Because of U.S. online poker laws, the world cannot play online together. That forced the WSOP to divide the Main Event into two separate tournaments, one for U.S. players on WSOP.com and one for international players on GGPoker. (U.S. players had to be physically located in Nevada or New Jersey to play, but they didn’t have to be residents.)

The final tables of each portion will be played live. The international final table will be played Tuesday at King’s Casino in Rozvadov, Czech Republic. The U.S. final table will be played Dec. 28 at the Rio.

The U.S. and international winners will then play heads-up Dec. 30 at the Rio to crown the Main Event champion.

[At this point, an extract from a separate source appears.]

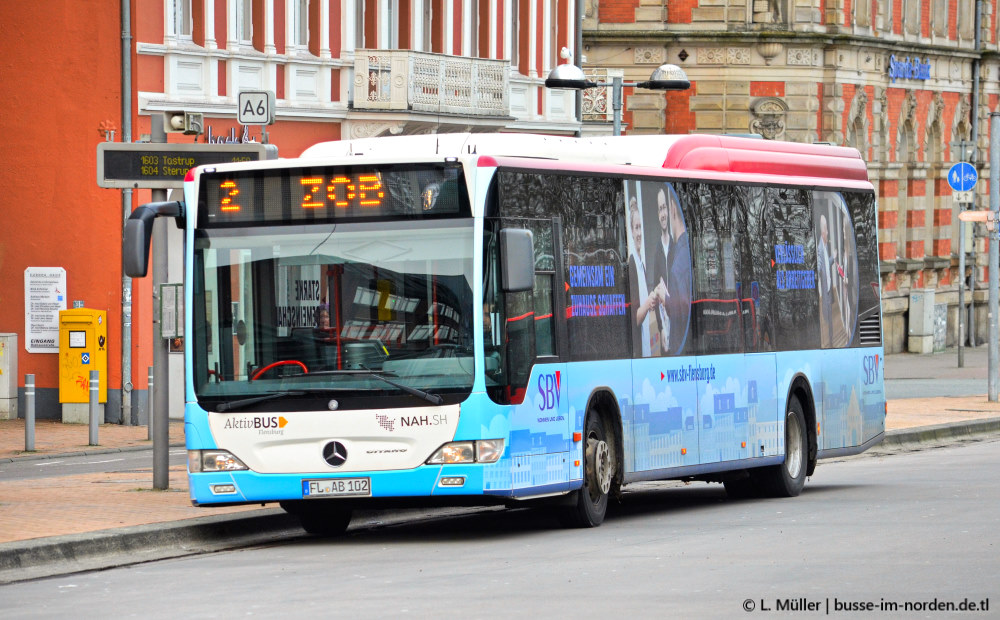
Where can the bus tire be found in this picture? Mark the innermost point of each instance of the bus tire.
(320, 518)
(590, 503)
(787, 479)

The U.S. and international tournaments have separate prize pools, but first prize in each is about $1.55 million. The heads-up match will be played for an additional $1 million.

The U.S. portion’s total prize pool of $6.768 million set a record for a regulated U.S. online poker site, the WSOP said in a release.

Sharp dcline in entrants

The total number of entrants is a sharp decline from recent years. Germany’s Hossein Ensan won the title last year, topping a field of 8,569 to claim the $10 million first-place prize.

However, this year’s field still exceeds any Main Event field from 2003 or earlier.

“It’s a great result so far,” WSOP executive director Ty Stewart said in the release. “I think considering the circumstances, 1,379 players is a strong field size that can stand up to the history of the event. It’s also an important milestone for regulated online poker. Can’t wait to see who will win this world championship bracelet.”